State should keep hands out of transportation fund cookie jar
Andy Pugno, The Folsom Telegraph
Jul 29, 2009
California is in a fiscal straightjacket. And it belongs in one.
This year’s unprecedented budget shortfall has resulted in yet another dire financial situation. Like a predictable movie sequel, the Golden State finds itself crippled by the impotence wrought by an insatiable appetite for spending, entitlement and political expediency.
California is on the verge of a fiscal meltdown. It has no credit and no cash. And once again, it is turning to local governments for a bailout.
I am referring specifically to the state’s plan to raid local HUTA (Highway User Tax Act) funds to solve the state’s budget crisis.

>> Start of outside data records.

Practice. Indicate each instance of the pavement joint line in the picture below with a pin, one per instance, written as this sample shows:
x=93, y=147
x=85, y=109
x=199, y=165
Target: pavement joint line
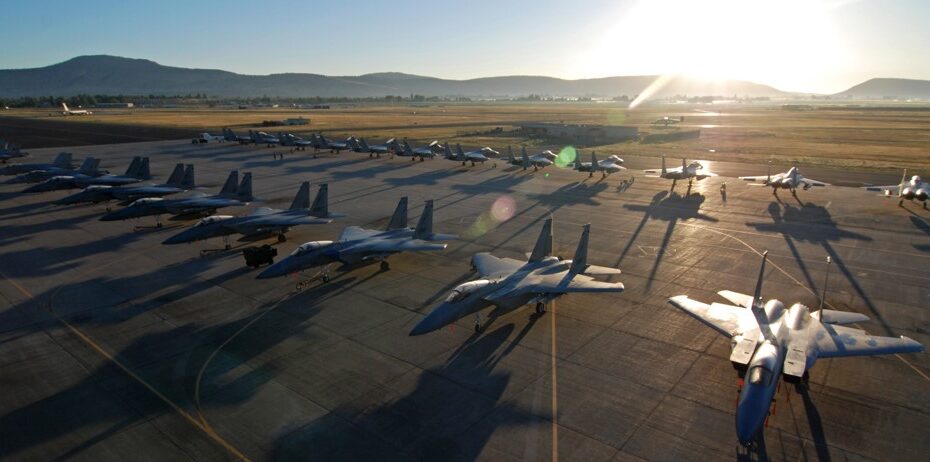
x=109, y=357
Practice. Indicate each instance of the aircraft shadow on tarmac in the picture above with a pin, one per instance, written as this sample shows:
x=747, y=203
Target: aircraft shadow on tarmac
x=169, y=361
x=813, y=223
x=670, y=207
x=450, y=414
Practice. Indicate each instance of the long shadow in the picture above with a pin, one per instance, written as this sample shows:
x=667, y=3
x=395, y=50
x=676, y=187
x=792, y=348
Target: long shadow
x=450, y=414
x=672, y=208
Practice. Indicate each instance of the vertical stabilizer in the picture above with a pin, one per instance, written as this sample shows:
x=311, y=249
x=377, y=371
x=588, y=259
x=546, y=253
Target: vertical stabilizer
x=231, y=185
x=302, y=199
x=245, y=188
x=543, y=246
x=177, y=175
x=424, y=227
x=320, y=207
x=399, y=219
x=580, y=261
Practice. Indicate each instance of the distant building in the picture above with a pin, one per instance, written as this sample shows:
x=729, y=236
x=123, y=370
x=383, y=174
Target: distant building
x=115, y=105
x=582, y=134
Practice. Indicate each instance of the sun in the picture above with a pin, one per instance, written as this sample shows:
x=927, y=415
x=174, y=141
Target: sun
x=782, y=43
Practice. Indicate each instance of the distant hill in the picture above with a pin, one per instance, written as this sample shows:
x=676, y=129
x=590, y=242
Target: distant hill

A plan that by its very nature is illegal, unfair, irresponsible and unconstitutional.
To understand this, one must take into account the reasons why we have a gas tax in the first place.

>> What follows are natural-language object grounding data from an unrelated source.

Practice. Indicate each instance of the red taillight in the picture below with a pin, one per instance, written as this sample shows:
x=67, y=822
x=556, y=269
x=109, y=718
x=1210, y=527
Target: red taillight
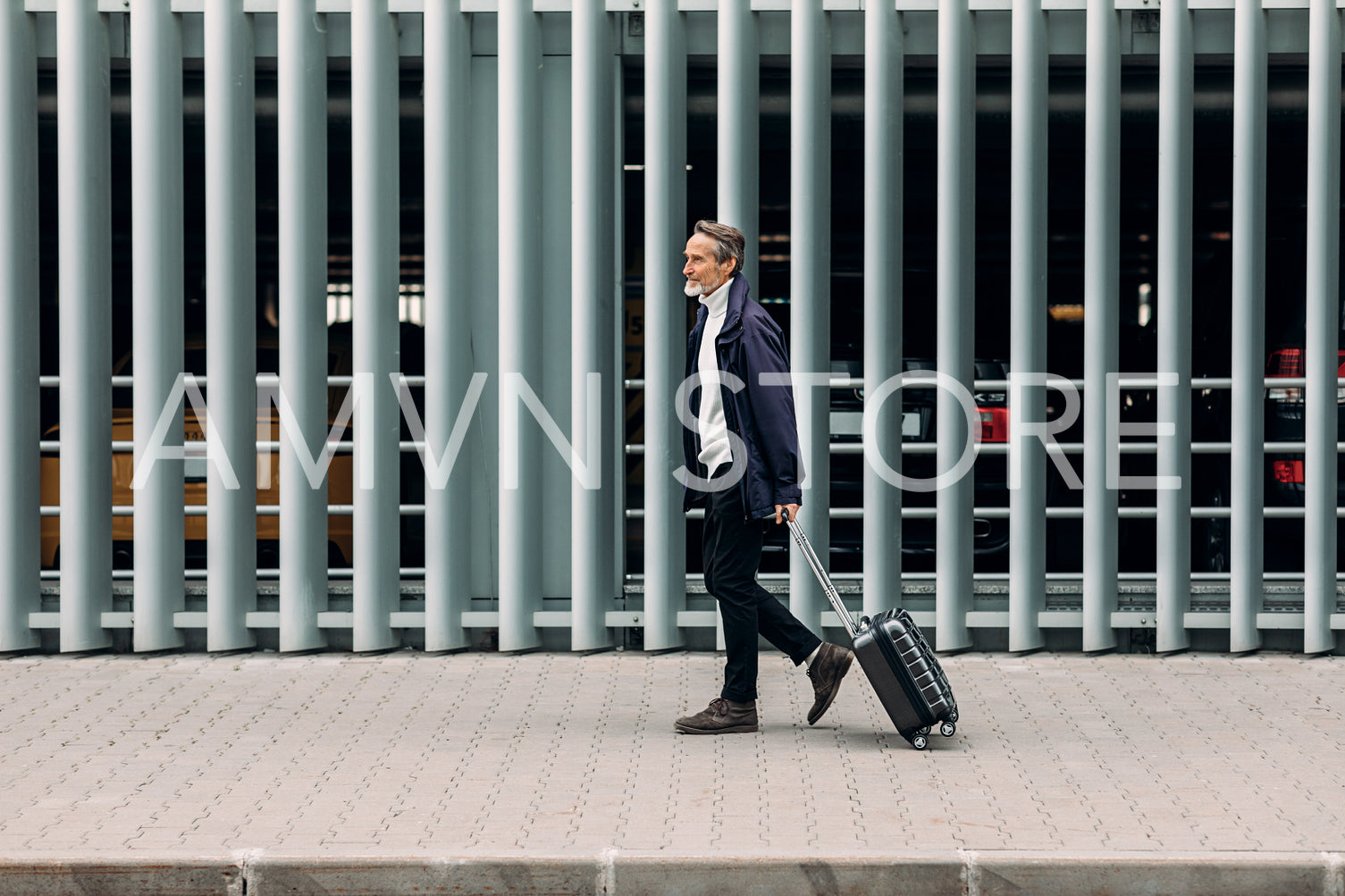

These funds are intended to mitigate the damage done to our transportation infrastructure through overuse by properly linking repair and maintenance to a user-based fee in the form of a gas tax.

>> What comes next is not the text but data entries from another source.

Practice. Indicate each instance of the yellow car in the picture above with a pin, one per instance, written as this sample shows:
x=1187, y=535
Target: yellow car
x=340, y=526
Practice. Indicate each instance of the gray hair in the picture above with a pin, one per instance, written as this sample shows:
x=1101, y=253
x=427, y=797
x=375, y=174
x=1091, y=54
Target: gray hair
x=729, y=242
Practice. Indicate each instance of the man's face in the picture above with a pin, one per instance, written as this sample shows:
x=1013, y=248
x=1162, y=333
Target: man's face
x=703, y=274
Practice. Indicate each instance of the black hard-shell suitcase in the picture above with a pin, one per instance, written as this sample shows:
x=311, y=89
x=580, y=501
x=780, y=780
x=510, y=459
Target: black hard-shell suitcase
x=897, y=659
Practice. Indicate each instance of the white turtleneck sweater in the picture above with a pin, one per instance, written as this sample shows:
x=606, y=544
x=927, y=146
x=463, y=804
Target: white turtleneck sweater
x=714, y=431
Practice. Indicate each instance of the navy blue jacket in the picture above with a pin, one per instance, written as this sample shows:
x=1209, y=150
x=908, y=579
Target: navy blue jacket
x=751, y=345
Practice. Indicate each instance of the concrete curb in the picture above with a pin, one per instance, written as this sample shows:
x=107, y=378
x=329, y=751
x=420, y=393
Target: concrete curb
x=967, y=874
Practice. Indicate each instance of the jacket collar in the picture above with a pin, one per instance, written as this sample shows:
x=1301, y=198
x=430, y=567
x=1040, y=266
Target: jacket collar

The theory is that for every mile that we drive, we are paying our fair share to ensure that the collective damage done by years of driving is offset through a direct funding mechanism.
The bottom line is transportation dollars are designed to fill the potholes in our roads, not the state budget.
I am very familiar with the California State Constitution. I have read it. I have argued the constitutionality of laws in accordance with it. I have helped amend it.
But I have always defended it. The fact is that the authorization to allow the state to seize local shares of transportation dollars to pay off state bonds and backfill the general fund does not exist.
Throughout the years, lawmakers have tinkered with the gas tax funding mechanism as a way to pay off various bonds, debts and state programs.
In 1974 voters approved Proposition 5 which allows the state to use up to 25 percent of gas tax revenue to pay off state accumulated debt and restricts changing the allotment of tax revenue local governments receive.
In essence, since 1974, local governments have always received their share of the gas tax pie despite changes in how the pie was divvied up.
In 1998, we saw increasingly desperate maneuvers by our state to use the gas pump as an ATM machine.
Proposition 2 was a measure placed on the ballot by lawmakers to allow the state to borrow revenue received from the state transportation tax for a period of up to three years.
Despite this radical shift in public policy and transportation funding, authorization was never granted to allow the state to seize the local share of transportation dollars to pay for debt or general fund services.
The burden of proof is on the state if they choose to use local transportation dollars to pay for state malfeasance.
The authorization for the state to rob local governments of transportation funding simply doesn’t exist. It is a fact.
Proposition 5 passed in 1974, and Proposition 2 in 1998, ensure this.
State lawmakers need to focus on solving California’s own budget crisis instead of trying to strap these problems onto the backs of cities and counties.
This budget is bad for California and bad for cities and counties that provide the services that taxpayers really care about.
Andy Pugno is a Folsom attorney and businessman who has represented local government entities for nine years.